Between 1988 and 2012, as detailed in the next chapter, the government implemented several reforms in the gold market, notably: allowing free trading and imports, margin trading, reducing import taxes and permissions for banks to open gold accounts. However, an increase in official and parallel imports, a rising current account deficit, and further currency depreciation saw the government re-introduce several restrictions on the gold market, notably the imposition of Decree 24 in 2012 (which is also set out in Chapter 2).
Despite these restrictions, Vietnam still has a vibrant gold market. Last year, combined physical investment (covering small bars and coins) and jewellery demand reached 56t of gold, making it the second largest market in East Asia and the ninth largest globally. However, this hides somewhat the impact that Decree 24 has had on the gold market.
Source: Bloomberg
Back in 2013, total gold demand stood at 100t. Over the next ten years it almost halved, with much of the attrition occurring in the investment market, where bar demand fell from 82t to 41t. By contrast, jewellery demand has actually risen over the past 10 years, by just under one- third to 15t. While, in part, the drop in investment reflects government restrictions, there has also been a function of changing investment dynamics (which are discussed Chapter 3). With regards to the jewellery market, this has risen despite the increase in gold prices and a trend towards lower weight pieces.
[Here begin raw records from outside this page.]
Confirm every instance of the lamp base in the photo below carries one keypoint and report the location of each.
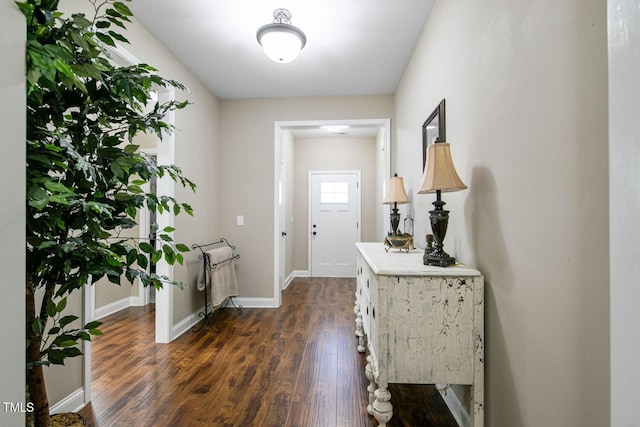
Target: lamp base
(438, 257)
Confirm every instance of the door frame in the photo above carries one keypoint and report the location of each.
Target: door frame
(164, 298)
(281, 126)
(309, 210)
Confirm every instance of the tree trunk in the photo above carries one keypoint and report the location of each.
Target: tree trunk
(35, 375)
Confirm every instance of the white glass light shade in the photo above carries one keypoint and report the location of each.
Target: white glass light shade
(281, 41)
(281, 44)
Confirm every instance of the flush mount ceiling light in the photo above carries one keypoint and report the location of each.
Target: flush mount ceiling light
(281, 41)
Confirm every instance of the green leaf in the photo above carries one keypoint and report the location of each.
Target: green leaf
(131, 149)
(157, 255)
(143, 262)
(50, 308)
(61, 305)
(169, 255)
(64, 321)
(182, 247)
(146, 247)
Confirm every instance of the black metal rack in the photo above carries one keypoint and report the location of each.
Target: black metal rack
(206, 315)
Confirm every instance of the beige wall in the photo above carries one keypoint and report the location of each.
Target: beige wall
(196, 152)
(12, 221)
(333, 154)
(196, 133)
(526, 110)
(246, 172)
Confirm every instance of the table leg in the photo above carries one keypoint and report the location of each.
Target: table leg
(382, 408)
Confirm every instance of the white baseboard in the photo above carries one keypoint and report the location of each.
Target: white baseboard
(454, 404)
(293, 275)
(72, 403)
(254, 302)
(114, 307)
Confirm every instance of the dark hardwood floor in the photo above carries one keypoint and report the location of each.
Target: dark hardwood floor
(293, 366)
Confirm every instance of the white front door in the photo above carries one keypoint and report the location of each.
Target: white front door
(334, 222)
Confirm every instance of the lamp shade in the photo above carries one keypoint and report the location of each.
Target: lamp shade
(281, 41)
(395, 191)
(439, 172)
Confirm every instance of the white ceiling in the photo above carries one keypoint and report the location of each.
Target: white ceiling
(354, 47)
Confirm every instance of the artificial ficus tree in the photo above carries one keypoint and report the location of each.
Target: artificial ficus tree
(85, 176)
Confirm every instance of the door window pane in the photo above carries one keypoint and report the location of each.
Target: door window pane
(334, 192)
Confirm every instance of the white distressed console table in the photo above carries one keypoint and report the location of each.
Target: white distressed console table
(422, 325)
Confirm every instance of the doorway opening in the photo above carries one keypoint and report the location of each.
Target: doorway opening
(287, 132)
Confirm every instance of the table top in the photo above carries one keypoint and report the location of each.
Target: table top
(403, 263)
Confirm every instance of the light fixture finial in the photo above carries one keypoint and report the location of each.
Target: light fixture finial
(281, 41)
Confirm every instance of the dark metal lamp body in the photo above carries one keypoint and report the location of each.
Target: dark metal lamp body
(439, 222)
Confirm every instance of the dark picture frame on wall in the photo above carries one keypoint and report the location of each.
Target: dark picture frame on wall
(433, 130)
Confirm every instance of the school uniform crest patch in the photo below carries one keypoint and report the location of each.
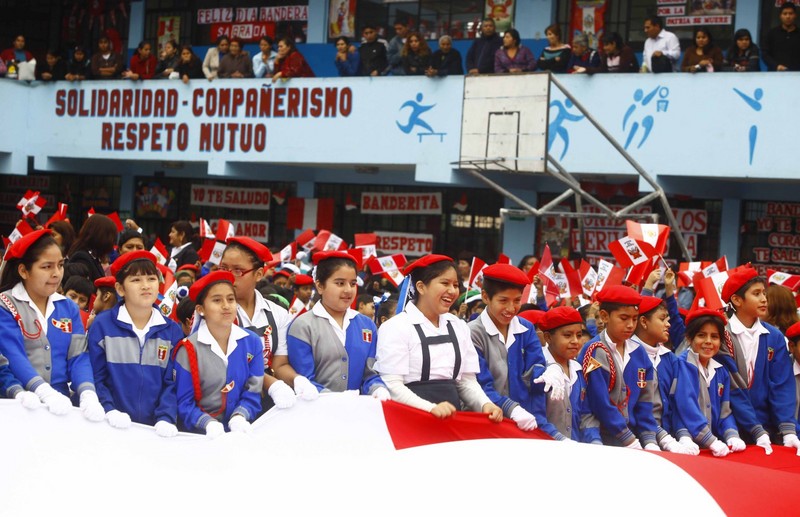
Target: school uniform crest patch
(64, 324)
(642, 378)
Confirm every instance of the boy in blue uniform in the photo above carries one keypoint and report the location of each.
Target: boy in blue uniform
(754, 354)
(620, 385)
(563, 332)
(130, 346)
(509, 351)
(702, 389)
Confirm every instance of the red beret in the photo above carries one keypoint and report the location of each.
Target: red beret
(560, 316)
(303, 280)
(106, 281)
(506, 273)
(18, 248)
(649, 303)
(129, 257)
(793, 332)
(619, 294)
(325, 255)
(261, 251)
(703, 311)
(532, 315)
(425, 261)
(202, 285)
(736, 279)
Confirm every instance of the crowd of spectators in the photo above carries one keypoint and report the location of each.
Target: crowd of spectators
(408, 53)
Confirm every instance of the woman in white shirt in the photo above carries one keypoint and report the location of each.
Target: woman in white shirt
(425, 354)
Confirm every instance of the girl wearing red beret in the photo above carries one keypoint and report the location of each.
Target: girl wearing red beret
(43, 336)
(425, 354)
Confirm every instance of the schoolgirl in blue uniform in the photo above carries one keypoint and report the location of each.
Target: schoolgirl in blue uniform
(652, 331)
(702, 393)
(130, 346)
(43, 337)
(333, 345)
(509, 350)
(754, 354)
(620, 384)
(219, 369)
(425, 354)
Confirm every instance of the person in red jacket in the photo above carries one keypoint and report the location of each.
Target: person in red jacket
(290, 62)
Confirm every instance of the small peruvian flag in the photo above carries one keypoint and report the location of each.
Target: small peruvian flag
(31, 203)
(309, 213)
(349, 204)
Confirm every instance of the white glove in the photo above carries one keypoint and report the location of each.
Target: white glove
(214, 429)
(281, 394)
(719, 449)
(381, 394)
(91, 408)
(553, 379)
(56, 403)
(165, 430)
(736, 444)
(688, 443)
(118, 419)
(790, 440)
(524, 420)
(238, 424)
(763, 442)
(28, 399)
(305, 389)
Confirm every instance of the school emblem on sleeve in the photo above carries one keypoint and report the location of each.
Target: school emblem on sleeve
(642, 381)
(65, 324)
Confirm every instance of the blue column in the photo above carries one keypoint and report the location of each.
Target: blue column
(317, 21)
(519, 234)
(136, 24)
(748, 16)
(729, 230)
(532, 16)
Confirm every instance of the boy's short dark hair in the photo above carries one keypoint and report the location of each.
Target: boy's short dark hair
(80, 285)
(492, 287)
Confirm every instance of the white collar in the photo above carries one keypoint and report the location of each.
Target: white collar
(737, 327)
(155, 318)
(178, 249)
(319, 310)
(19, 292)
(515, 327)
(204, 336)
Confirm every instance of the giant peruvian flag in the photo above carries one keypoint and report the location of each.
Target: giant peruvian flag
(309, 213)
(399, 444)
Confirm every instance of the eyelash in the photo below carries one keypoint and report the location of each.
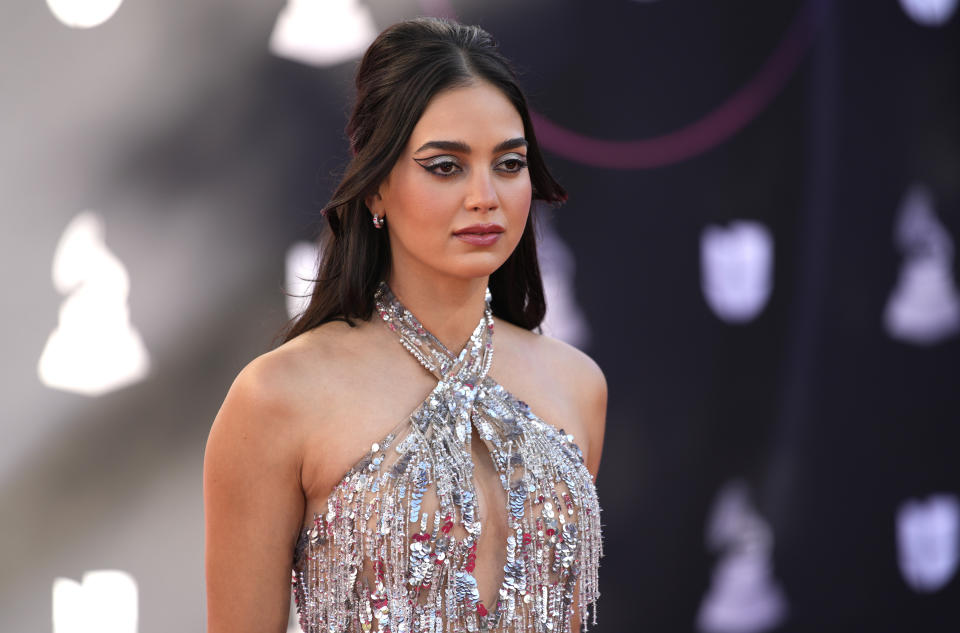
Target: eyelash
(434, 166)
Instead, the main reason for the upside has been the shift away from investment in favour of jewellery due to the restrictions on the former and the resultant excessively high premiums that such products attract.
The restrictive environment and massively high premiums has led to a concerted effort by various trade bodies over the last five years or so to have Decree 24 amended. As such, it now seems possible that the State Bank of Vietnam (SBV) may eventually allow quota-based gold imports for manufacturing jewellery. This could help reduce parallel imports, ease premiums, and ultimately benefit Vietnamese gold demand, details of which are discussed in the next chapter.